文章/答案/技术大牛

发布

社区首页 >问答首页 >使用Kafka - master的Spring批处理远程分区始终继续JobListener中最古老的作业。

问使用Kafka - master的Spring批处理远程分区始终继续JobListener中最古老的作业。
EN

Stack Overflow用户

提问于 2022-06-13 10:14:36

回答 1查看 243关注 0票数 0

我使用的是spring-batch和spring-boot 2.5.6。我决定使用以Kafka为中间件的远程分区。我有一个经理和三个工人。因此，为管理器的输入主题分配了一个分区，为员工的输入分配了三个分区。

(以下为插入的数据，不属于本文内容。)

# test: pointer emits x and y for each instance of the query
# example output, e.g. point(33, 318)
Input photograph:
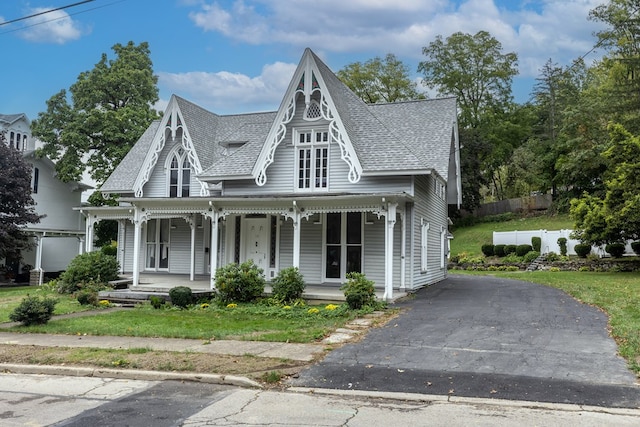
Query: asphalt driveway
point(487, 337)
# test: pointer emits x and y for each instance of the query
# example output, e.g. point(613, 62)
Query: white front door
point(256, 241)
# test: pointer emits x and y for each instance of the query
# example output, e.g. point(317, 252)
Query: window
point(312, 159)
point(179, 174)
point(424, 245)
point(36, 178)
point(343, 240)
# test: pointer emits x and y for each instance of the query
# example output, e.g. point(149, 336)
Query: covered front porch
point(160, 284)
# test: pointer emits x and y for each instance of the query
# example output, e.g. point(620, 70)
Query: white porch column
point(296, 238)
point(388, 270)
point(213, 248)
point(137, 226)
point(403, 249)
point(192, 267)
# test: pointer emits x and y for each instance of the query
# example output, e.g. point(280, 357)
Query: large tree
point(110, 107)
point(380, 80)
point(17, 208)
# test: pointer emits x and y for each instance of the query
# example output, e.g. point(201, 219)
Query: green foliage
point(616, 250)
point(88, 267)
point(16, 204)
point(33, 311)
point(181, 296)
point(359, 291)
point(510, 249)
point(239, 283)
point(288, 285)
point(562, 242)
point(87, 297)
point(536, 243)
point(380, 80)
point(522, 250)
point(582, 249)
point(111, 106)
point(488, 249)
point(157, 302)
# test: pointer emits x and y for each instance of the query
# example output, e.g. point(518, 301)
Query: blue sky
point(238, 56)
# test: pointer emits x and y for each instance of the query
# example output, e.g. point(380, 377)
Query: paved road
point(41, 400)
point(487, 337)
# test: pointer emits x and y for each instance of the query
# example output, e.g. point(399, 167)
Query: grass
point(618, 294)
point(246, 322)
point(470, 239)
point(10, 297)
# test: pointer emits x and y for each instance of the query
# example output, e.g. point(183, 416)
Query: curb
point(128, 374)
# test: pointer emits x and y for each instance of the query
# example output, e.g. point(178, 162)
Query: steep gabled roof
point(123, 178)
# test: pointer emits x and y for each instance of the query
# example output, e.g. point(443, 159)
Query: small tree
point(17, 207)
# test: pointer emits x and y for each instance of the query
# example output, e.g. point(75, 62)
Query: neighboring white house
point(326, 183)
point(60, 234)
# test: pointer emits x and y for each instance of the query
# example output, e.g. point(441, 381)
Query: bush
point(87, 297)
point(288, 285)
point(33, 311)
point(616, 250)
point(522, 250)
point(239, 283)
point(181, 296)
point(562, 242)
point(582, 249)
point(488, 249)
point(359, 291)
point(156, 301)
point(536, 243)
point(90, 266)
point(530, 256)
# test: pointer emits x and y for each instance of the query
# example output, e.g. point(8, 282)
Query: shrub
point(562, 242)
point(288, 285)
point(488, 249)
point(90, 266)
point(530, 256)
point(616, 250)
point(359, 291)
point(156, 301)
point(582, 249)
point(181, 296)
point(239, 283)
point(87, 297)
point(522, 250)
point(536, 243)
point(33, 311)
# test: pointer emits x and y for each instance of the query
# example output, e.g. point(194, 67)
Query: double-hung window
point(312, 153)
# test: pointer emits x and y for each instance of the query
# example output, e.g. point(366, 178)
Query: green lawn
point(618, 294)
point(470, 239)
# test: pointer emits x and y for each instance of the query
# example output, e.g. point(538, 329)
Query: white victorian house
point(59, 236)
point(326, 183)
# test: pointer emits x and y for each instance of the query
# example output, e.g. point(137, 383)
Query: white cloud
point(224, 92)
point(54, 27)
point(535, 30)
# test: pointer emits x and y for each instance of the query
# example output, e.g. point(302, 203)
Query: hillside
point(470, 239)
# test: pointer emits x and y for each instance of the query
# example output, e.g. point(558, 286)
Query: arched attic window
point(179, 174)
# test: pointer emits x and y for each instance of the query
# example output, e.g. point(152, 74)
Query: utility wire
point(45, 12)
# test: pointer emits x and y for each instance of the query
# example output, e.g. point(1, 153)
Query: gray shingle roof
point(124, 176)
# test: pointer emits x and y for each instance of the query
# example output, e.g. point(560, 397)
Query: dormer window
point(179, 174)
point(312, 157)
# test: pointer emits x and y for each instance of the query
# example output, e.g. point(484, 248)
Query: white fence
point(549, 241)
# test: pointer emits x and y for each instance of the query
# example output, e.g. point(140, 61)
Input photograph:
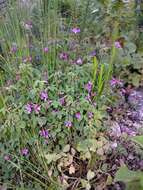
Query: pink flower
point(88, 86)
point(24, 151)
point(46, 49)
point(78, 115)
point(68, 124)
point(75, 30)
point(36, 108)
point(62, 101)
point(7, 157)
point(44, 95)
point(28, 108)
point(79, 61)
point(14, 48)
point(64, 56)
point(44, 133)
point(28, 25)
point(115, 82)
point(117, 44)
point(90, 115)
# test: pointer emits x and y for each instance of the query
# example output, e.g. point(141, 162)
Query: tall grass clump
point(57, 58)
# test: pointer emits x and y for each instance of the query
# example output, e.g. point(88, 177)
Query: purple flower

管理器获取一个文件，创建多个ExecutionContext，并通过Kafka发送这些文件。工作人员开始处理相应的步骤，并在流程结束时发送消息。经理将汇总员工的结果，并决定完成所有员工的工作。到目前一切尚好。

现在假设我首先运行一个需要大量时间才能完成的长期运行的作业，然后运行一个完成很快的小任务。不足为奇的是，第二个作业完成得更快，并发出一个已完成的信号，经理将使用此消息并继续该过程。我甚至检查了AggregatingMessageHandler，完成的消息只与第二个作业(短时间运行的一个)有关，我检查了jobExecutionId。

现在问题发生了，我有一个JobListener，它有一个afterJob方法。此方法将针对第一个作业(工人仍在处理的长期作业)运行，而不是针对第二个作业(已完成的信号已发送给它的短运行作业)！我可以通过查看jobExecutionId来说明这一点。这真的很奇怪，因为我从来没有在日志中看到第一份工作有一个完成信号。

在一段时间之后，每当第一个长时间运行的作业完成时，最终的工作人员发送一条已完成的消息，而经理决定完成该任务，现在JobListener将针对第二个作业(短时间运行的作业)运行！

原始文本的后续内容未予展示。